When the conceptual splicing of classic "Planet of the Apes" and classic "Star Trek" was first reported, some scoffed and said it would never work. Some even referenced the "Star Trek"/"X-Men" overlaps as proof of why. However, few seemed unnerved when "Apes" and "Alien Nation" merged through Malibu Comics as "Ape Nation" in the early '90s, though perhaps because that crossover seemed wisely suited based on the franchises' commonalities. However, to me, combining the mythic simians with the stalwart Enterprise crew seems simply...well, as Mr. Spock would say, "logical", if not foolishly delayed.
Both "Apes" and "Trek" have acknowledged the existence of alternate dimensions: sometimes speculative; sometimes concrete. "Mirror, Mirror" is the basis for the recent alternate-track "Trek" movies, and the retelling of Caesar and his rise among suppressed simians has folks hungering for the next, revisionist chapter, but oh, how splendid to merge the concepts by returning to where each started.
This is what IDW Publishing/BOOM! Studios has accomplished, placing all five installments of its comic-book saga into one thrilling, alternate-reality volume. And does it work? Heck, it's rather like if we, as kids, had intermingled our Mego action-figures from both sectors and fashioned our own, crossover epic, except that this tale is far more sophisticated than any child could construct, for "the Primate Directive" acts as more than a "Mirror, Mirror" offshoot, by cleverly including those unscrupulous Klingons for melodramatic impact.
The Klingons are led by "Errand of Mercy'"s Commander Kor (played by John Collicos in the series), who has found the means to penetrate inter-dimensional space: i.e., an ape-based parallel Earth. The Klingons wish to arm the evolved simians with specialized rifles, as a stepping stone in implementing Klingon control throughout the newly discovered galaxy.
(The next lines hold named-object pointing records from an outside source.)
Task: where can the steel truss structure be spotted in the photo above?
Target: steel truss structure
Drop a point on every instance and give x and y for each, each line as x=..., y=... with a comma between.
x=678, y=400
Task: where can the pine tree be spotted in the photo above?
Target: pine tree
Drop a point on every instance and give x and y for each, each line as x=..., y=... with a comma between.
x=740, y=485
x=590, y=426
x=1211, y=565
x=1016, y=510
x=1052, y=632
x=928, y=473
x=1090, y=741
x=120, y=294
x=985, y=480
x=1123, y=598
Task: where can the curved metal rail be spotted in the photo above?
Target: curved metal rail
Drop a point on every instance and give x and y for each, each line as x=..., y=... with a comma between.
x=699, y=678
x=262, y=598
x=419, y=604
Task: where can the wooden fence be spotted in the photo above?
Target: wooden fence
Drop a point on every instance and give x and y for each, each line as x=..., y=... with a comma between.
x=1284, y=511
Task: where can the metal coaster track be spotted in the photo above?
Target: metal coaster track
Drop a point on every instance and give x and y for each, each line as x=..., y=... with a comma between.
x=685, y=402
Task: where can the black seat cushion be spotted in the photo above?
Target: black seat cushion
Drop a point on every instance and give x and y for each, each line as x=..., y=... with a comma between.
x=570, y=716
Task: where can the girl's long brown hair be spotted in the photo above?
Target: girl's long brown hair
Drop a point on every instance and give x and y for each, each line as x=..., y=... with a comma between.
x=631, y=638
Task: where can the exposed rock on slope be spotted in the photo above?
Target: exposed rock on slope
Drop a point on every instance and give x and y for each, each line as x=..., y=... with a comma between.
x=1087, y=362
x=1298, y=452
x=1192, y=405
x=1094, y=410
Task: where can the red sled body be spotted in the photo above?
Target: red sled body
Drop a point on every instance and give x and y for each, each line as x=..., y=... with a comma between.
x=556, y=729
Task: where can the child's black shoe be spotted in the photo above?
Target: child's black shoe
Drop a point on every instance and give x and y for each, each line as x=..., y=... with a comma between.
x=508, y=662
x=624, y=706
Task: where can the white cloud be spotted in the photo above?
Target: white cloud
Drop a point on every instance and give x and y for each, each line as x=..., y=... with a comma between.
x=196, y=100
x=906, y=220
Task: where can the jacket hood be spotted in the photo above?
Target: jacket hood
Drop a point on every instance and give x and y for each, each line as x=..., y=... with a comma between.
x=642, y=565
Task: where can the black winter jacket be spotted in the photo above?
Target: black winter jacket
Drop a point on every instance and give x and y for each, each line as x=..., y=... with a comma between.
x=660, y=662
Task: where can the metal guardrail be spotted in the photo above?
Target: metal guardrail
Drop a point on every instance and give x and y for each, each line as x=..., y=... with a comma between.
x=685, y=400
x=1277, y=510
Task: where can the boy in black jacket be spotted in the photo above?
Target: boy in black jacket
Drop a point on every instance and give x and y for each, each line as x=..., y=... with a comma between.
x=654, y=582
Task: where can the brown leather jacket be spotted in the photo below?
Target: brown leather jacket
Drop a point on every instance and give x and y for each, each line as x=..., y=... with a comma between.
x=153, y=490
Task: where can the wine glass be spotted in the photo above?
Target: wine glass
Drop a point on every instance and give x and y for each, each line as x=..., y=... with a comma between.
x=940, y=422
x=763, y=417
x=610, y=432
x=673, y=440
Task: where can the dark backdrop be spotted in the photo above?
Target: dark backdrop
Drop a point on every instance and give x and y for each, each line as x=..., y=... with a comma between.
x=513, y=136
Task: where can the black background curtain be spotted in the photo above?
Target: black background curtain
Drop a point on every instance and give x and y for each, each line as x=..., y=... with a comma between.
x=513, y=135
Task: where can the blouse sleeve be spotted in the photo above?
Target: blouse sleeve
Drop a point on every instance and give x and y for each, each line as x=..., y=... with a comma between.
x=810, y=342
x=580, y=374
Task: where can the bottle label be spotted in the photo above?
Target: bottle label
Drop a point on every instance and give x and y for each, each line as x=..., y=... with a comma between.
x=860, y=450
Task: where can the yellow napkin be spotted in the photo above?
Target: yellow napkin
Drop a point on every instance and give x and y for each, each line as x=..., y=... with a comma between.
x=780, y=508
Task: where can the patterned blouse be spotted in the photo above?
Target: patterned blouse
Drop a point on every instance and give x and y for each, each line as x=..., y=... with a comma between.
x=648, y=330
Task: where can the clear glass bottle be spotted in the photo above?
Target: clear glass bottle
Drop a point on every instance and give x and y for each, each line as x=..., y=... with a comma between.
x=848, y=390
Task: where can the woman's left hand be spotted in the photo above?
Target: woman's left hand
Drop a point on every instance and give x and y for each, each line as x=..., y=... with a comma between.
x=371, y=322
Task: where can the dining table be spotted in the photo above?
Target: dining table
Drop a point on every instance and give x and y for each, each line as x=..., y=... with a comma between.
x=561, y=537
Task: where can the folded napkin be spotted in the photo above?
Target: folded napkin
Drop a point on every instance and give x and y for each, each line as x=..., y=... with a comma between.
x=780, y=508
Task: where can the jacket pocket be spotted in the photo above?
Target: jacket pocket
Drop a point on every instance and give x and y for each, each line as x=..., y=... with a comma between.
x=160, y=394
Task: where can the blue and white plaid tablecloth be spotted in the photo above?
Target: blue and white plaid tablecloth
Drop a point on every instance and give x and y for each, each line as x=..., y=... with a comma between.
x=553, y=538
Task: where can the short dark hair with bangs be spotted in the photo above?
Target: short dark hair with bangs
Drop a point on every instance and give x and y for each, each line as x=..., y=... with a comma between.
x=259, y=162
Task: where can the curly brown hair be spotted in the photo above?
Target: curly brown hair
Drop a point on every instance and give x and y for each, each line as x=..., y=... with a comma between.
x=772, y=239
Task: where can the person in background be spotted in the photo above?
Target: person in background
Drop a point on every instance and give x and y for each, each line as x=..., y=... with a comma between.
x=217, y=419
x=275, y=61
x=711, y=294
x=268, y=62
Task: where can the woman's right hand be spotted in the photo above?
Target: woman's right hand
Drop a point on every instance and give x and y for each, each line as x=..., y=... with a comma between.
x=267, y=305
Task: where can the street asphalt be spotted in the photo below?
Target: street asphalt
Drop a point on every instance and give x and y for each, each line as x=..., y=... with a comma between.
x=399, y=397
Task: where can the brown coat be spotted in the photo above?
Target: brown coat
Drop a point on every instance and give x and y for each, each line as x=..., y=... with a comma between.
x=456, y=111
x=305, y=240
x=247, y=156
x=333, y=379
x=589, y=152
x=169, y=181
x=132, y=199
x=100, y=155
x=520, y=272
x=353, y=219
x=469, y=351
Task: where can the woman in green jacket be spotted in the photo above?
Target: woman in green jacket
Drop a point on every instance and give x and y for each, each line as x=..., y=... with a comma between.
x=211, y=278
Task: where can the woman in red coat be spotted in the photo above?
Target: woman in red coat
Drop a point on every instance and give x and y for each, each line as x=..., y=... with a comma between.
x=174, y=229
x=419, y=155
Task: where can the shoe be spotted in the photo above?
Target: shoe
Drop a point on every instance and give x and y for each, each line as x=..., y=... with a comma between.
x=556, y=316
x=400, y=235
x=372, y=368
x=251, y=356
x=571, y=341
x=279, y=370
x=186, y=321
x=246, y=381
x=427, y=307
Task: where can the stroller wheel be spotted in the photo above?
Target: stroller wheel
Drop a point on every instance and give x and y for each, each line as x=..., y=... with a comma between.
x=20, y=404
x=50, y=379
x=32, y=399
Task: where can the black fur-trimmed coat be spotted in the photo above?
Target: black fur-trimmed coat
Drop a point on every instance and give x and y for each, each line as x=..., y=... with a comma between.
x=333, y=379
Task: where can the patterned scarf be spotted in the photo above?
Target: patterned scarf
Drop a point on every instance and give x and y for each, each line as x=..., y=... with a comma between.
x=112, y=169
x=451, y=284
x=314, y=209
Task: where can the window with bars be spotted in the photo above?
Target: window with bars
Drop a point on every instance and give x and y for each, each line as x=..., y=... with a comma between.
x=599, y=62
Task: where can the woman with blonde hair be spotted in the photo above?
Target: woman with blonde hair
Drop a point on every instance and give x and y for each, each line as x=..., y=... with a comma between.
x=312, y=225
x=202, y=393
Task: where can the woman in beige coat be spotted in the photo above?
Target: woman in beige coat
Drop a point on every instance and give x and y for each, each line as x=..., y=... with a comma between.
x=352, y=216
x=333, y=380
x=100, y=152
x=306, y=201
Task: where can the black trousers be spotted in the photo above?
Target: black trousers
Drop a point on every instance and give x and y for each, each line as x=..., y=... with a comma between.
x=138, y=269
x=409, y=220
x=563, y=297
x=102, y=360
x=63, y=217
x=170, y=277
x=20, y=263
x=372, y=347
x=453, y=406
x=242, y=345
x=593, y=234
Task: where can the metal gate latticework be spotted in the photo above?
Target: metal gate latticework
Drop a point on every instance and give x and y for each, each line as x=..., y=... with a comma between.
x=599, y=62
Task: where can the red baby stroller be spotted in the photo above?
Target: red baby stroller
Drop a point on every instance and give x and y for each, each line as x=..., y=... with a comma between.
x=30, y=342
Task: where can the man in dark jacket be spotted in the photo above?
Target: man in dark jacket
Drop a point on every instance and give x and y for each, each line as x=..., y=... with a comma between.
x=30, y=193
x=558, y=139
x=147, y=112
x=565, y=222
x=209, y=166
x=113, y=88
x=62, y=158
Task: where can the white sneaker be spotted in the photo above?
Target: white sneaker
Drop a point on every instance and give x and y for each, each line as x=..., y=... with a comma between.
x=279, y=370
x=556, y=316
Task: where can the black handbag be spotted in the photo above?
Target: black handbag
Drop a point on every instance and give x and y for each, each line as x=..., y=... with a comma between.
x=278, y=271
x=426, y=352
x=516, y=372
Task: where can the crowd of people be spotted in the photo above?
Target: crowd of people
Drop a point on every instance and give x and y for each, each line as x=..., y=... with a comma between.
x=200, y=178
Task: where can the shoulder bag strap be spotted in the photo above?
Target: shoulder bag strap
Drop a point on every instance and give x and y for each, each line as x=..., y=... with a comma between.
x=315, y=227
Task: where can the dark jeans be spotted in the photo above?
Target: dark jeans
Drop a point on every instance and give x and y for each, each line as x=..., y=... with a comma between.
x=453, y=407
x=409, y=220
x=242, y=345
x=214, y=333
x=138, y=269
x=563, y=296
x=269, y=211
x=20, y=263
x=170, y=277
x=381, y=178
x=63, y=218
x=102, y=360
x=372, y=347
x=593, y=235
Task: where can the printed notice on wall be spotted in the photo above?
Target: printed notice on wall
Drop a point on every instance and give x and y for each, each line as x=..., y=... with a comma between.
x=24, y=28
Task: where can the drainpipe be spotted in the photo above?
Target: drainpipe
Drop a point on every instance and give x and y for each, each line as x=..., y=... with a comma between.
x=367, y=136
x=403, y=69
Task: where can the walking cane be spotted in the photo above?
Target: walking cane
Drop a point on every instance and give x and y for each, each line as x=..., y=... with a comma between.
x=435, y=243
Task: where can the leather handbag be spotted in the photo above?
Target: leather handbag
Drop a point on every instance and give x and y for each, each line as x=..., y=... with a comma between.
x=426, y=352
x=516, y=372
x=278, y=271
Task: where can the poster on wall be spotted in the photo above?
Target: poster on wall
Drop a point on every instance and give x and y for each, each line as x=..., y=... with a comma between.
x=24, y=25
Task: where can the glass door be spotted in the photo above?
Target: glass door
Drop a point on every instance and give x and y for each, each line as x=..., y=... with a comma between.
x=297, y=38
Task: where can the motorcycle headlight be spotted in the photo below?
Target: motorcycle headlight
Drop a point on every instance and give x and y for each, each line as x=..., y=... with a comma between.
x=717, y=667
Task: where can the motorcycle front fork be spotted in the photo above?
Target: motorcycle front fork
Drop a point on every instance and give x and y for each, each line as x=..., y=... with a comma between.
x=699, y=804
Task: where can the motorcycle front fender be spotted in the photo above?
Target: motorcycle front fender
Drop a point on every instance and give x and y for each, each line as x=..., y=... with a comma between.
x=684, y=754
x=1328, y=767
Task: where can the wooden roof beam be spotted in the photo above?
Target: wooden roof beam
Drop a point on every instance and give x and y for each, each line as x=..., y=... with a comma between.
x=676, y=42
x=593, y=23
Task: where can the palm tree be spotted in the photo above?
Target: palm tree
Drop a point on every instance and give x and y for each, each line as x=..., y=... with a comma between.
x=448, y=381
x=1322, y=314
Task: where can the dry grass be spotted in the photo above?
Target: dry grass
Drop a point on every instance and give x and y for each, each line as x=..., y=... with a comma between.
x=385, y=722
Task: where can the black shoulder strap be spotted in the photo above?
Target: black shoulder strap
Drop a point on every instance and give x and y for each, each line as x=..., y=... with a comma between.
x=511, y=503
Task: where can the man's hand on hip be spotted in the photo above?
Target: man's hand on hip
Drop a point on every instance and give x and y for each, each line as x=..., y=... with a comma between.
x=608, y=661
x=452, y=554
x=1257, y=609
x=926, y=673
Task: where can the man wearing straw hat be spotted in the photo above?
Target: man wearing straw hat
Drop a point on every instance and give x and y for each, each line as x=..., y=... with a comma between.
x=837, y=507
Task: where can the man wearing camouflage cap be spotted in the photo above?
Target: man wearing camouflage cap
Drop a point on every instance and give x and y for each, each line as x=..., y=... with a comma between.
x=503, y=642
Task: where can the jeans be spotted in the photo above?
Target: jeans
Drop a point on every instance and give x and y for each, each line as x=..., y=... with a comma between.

In the midst of this intrigue, "Primate Directive" not only pays homage to "Errand of Mercy", but adapts an "Enterprise Incident", "Private, Little War" and "Omega Glory" feel, setting sides against each other. This element has always worked for both franchises and exceeds expectations in this merger.
Since the Klingons intend to give the apes greater leverage toward achieving human genocide, Kirk must intervene. However, with dealings between Kor and the militant General Marius (General Ursus's more belligerent counterpart) have already formed, one can only ponder the damage incurred. Fortunately, lost astronaut Colonel George Taylor is there to offer insight (with Charlton Heston's features aptly captured, I might add), as well as gracious Cornelius and Zira.
The script, by Scott and David Tipton, flows naturally. For example, the early phases of the adventure, which center on Sulu and Uhura in Klingon disguises, could have been culled from any classic "Trek" episode (though most likely with Kirk and Spock in those given spots), and the Marius prologue feels not only like something yanked from one of the original "Apes" movies, but even more so the underrated television series. Also, a later-down-the-line, physical confrontation between Kirk and Taylor snaps of historic intensity, with sharp dialogue and fighting action that deftly suits each opponent.
The artwork by Rachel Stott, with vibrant coloring by Charlie Kirchoff, recalls the look and atmosphere of both mythologies, bridging them well with character renderings that flatter the actors who own them.
Above all, the Tiptons' tale nails the best philosophical tones of each series, concentrating on the implications of human interference on an otherwise paved timeline. Few franchises have dealt with this concept as well as these two, and "Primate Directive" succeeds in presenting the pros and cons. In truth, the social ramifications involved hit a new level of depth and insight: quite an accomplishment, considering the quality these series have previously offered.
In less capable hands, this experiment could have devolved into an unintentional parody, but because of its careful construction, we're blessed with a tribute that honors both sources (and fills a number of gaps among the first three "Apes" movies, with one helluva an ending, to boot). Can't recommend it enough and sure hope the concept receives a deserved (and most logical) revisit.